Stronger penalties required for franchising codes and UCT laws

| October 15, 2018

Mick Keogh, the Deputy Chair of the ACCC, has called for changes to protect franchisees in a speech delivered at the National Franchise Convention Legal Symposium in Melbourne.

He argued that Australia’s Franchising Code of Conduct needs strengthening with significantly increased penalties for breaches, and requiring improved and more meaningful information disclosure to franchisees. These changes, in combination with stronger unfair contract terms (UCT) law, would help to improve the operations of franchise businesses in Australia.

“Both the Franchising and Oil Codes, which applies to service stations, are not as effective as they could be,” Mr Keogh said.

“We want to see the Franchising Code strengthened, and supported by stronger penalty provisions, to ensure franchise systems operate well for all parties involved, to encourage compliance with franchise agreements, and to keep competition on an even keel.”

“It is in the interests of all involved in the sector to have a clear understanding of what is required by law, so that businesses focus on becoming more competitive and growing market share, rather than being tempted to take shortcuts that will ultimately damage the business, but also the reputation of the franchise sector as a whole.” Mr Keogh said.

In his speech, Mick Keogh recognised the importance of franchisees doing their due diligence including by seeking independent advice before investing in a franchise.

The Franchise Council of Australia is recommending franchise systems be registered on a public register.
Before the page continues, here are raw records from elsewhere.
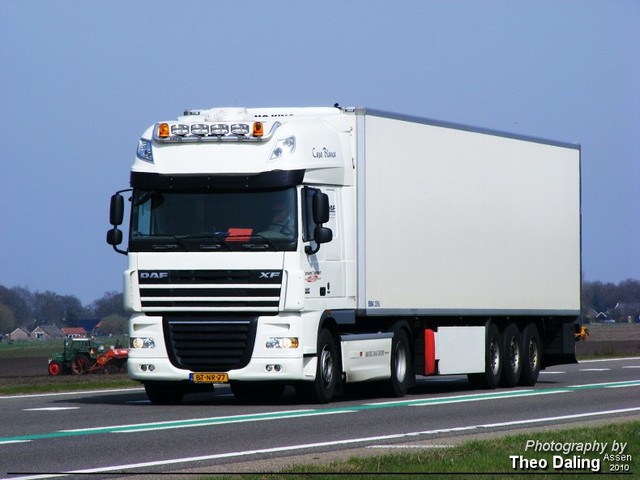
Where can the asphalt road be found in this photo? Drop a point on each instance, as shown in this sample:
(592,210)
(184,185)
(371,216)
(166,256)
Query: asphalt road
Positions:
(119,432)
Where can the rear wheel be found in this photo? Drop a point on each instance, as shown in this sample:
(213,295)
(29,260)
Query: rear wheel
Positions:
(531,355)
(164,393)
(325,385)
(512,366)
(490,378)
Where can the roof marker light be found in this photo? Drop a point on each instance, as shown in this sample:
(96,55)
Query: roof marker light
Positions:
(240,129)
(219,129)
(258,129)
(180,129)
(163,130)
(200,129)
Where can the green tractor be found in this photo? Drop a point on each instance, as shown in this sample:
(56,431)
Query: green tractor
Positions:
(83,355)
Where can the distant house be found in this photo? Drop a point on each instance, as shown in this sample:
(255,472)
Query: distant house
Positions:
(47,332)
(89,324)
(74,332)
(19,334)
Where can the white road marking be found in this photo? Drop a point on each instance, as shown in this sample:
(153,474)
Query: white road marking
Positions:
(49,409)
(350,441)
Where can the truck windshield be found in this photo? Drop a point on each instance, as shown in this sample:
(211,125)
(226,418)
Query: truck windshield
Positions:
(210,221)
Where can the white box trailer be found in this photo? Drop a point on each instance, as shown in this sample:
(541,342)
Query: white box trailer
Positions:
(404,247)
(455,221)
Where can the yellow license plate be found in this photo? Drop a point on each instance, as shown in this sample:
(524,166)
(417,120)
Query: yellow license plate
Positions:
(209,377)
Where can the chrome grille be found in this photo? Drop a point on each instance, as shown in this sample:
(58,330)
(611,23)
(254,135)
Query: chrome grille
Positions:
(210,290)
(207,344)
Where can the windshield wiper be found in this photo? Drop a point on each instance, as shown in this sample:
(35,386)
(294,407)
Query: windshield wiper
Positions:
(170,246)
(263,246)
(209,236)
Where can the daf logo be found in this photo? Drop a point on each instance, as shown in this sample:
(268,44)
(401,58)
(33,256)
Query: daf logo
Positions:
(268,275)
(154,274)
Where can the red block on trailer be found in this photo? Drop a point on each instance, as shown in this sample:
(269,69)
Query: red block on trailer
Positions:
(429,352)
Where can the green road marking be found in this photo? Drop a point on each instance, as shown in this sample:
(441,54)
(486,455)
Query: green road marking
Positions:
(202,422)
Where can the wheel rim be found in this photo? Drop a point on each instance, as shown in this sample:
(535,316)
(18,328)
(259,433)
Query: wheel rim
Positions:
(533,355)
(326,366)
(514,355)
(494,357)
(401,363)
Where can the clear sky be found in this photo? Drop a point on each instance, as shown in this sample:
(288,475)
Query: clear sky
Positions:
(81,80)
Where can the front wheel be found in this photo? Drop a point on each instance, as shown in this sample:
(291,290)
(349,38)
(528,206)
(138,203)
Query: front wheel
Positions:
(80,364)
(54,368)
(325,385)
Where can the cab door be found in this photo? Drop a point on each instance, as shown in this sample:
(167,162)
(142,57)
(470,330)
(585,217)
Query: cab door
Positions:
(324,271)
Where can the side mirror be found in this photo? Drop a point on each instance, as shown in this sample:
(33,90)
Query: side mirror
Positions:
(116,215)
(320,208)
(114,237)
(116,212)
(322,235)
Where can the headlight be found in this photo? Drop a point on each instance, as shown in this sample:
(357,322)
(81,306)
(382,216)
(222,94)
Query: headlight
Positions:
(142,342)
(284,147)
(282,342)
(144,150)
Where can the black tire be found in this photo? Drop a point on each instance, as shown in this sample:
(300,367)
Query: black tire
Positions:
(54,368)
(80,364)
(531,356)
(512,365)
(490,378)
(327,380)
(164,393)
(401,368)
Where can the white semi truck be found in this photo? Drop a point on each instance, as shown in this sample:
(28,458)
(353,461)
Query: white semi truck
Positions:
(317,247)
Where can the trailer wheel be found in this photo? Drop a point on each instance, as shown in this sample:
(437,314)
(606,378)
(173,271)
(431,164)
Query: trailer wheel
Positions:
(54,368)
(512,367)
(325,385)
(164,394)
(80,364)
(490,378)
(397,385)
(531,355)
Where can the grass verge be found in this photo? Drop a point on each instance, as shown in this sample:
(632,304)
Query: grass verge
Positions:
(497,458)
(67,383)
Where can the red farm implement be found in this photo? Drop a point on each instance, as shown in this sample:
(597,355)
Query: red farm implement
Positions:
(83,355)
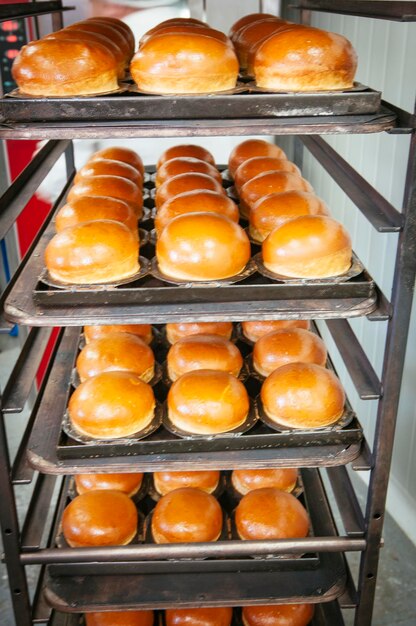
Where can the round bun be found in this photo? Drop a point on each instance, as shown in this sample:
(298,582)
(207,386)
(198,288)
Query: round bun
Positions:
(93,252)
(214,616)
(272,211)
(100,518)
(268,183)
(185,165)
(144,331)
(185,150)
(207,402)
(308,247)
(181,183)
(111,405)
(278,615)
(126,483)
(254,330)
(245,481)
(270,513)
(303,395)
(203,352)
(112,186)
(186,515)
(165,482)
(42,69)
(202,247)
(174,332)
(116,352)
(120,618)
(118,153)
(260,165)
(184,63)
(89,208)
(194,202)
(288,345)
(302,58)
(251,148)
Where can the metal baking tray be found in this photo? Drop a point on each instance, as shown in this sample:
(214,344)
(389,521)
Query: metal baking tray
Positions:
(50,451)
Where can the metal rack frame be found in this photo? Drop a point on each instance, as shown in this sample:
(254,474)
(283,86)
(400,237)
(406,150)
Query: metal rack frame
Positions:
(26,545)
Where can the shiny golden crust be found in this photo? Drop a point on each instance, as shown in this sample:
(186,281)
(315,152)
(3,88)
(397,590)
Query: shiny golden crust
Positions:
(303,395)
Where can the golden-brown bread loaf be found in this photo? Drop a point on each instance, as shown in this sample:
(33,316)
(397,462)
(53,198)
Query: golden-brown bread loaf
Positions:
(120,618)
(270,513)
(308,247)
(272,211)
(283,478)
(278,615)
(126,483)
(174,332)
(144,331)
(116,352)
(195,202)
(251,148)
(287,345)
(181,183)
(202,247)
(165,482)
(184,63)
(203,352)
(254,330)
(93,252)
(186,515)
(302,58)
(111,405)
(100,518)
(303,395)
(207,402)
(42,69)
(89,208)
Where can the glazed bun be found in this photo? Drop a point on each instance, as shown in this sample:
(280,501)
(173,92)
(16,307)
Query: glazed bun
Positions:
(302,58)
(111,405)
(308,247)
(165,482)
(181,183)
(278,615)
(202,247)
(214,616)
(143,331)
(89,208)
(186,515)
(270,513)
(100,518)
(93,252)
(203,352)
(184,63)
(303,395)
(207,402)
(254,330)
(116,352)
(126,483)
(185,165)
(112,186)
(186,150)
(174,332)
(118,153)
(42,69)
(272,211)
(251,148)
(245,481)
(120,618)
(194,202)
(288,345)
(259,165)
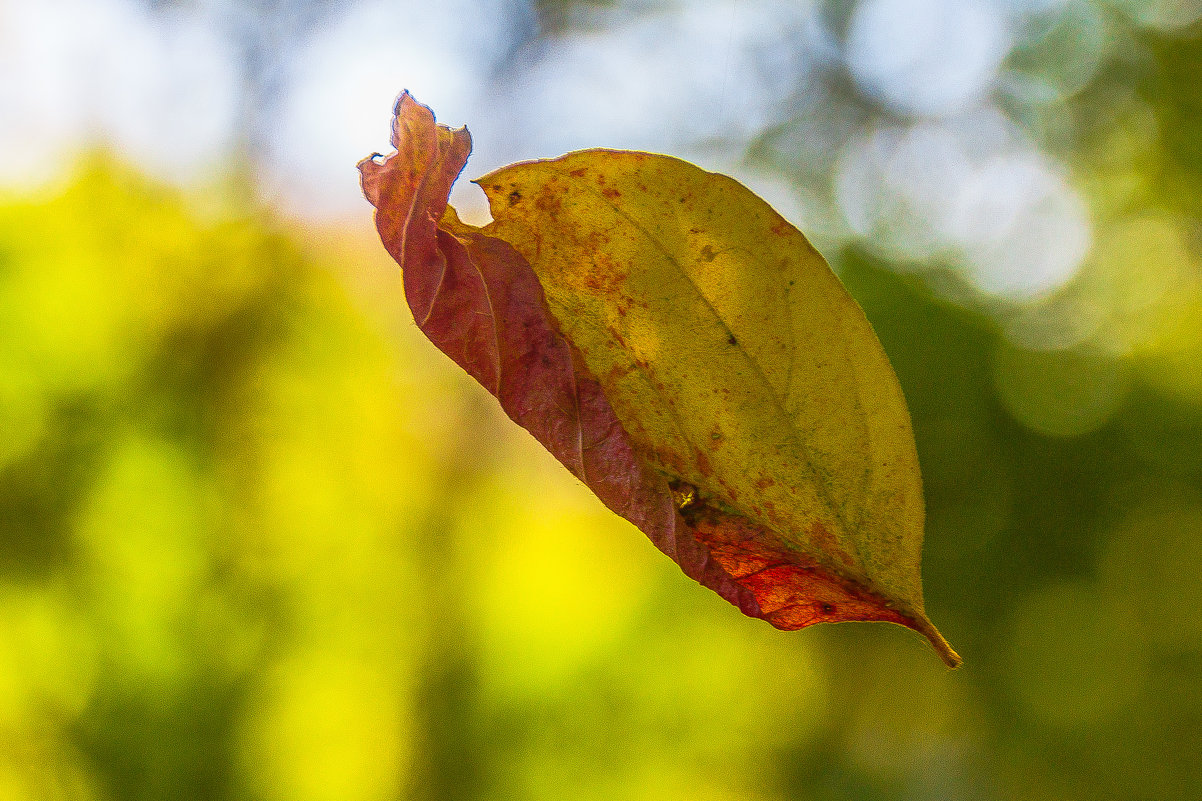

However, Mr Keogh raised concerns this may create the perception that information provided by franchisors has been audited and verified, or ‘accredited’, and would result in fewer potential franchisees doing their due diligence.

Mr Keogh also raised a number of concerns with the business-to-business UCT laws, which work to protect small businesses from being forced to accept overly onerous or unfair terms in standard form contracts they are offered by big businesses.

“The biggest limitation within the current legislation is that unfair contract terms are not illegal. The worst that can happen under the law is that unfair terms are subject to legal challenge, the Court declares them to be unfair and effectively strikes them out of the contract. But a business does not face a penalty for including them in the first place,” Mr Keogh said.

“So, lacking a legal impediment, and without fear of financial penalties, businesses have an incentive to include potentially unfair terms in their contracts. We want to see this changed to more adequately protect small businesses, including franchisees,” Mr Keogh said.

Mr Keogh also updated delegates at the Convention about a potential ‘class exemption’ to allow small businesses, including franchisees, to negotiate collectively without having to seek the ACCC’s authorisation.

“A collective bargaining class exemption could provide a ‘safe harbour’, so that qualifying businesses like franchisees could engage in collective bargaining with a common supplier, without the risk of breaching competition law,” Mr Keogh said.

“Normally, the process for getting ACCC approval to collectively bargain can involve paying a lodgement fee and perhaps paying a lawyer, and in complex cases it can also take up to six months to finalise. However, the class exemption mechanism can streamline this process for many small businesses and franchisees, saving them time and money.”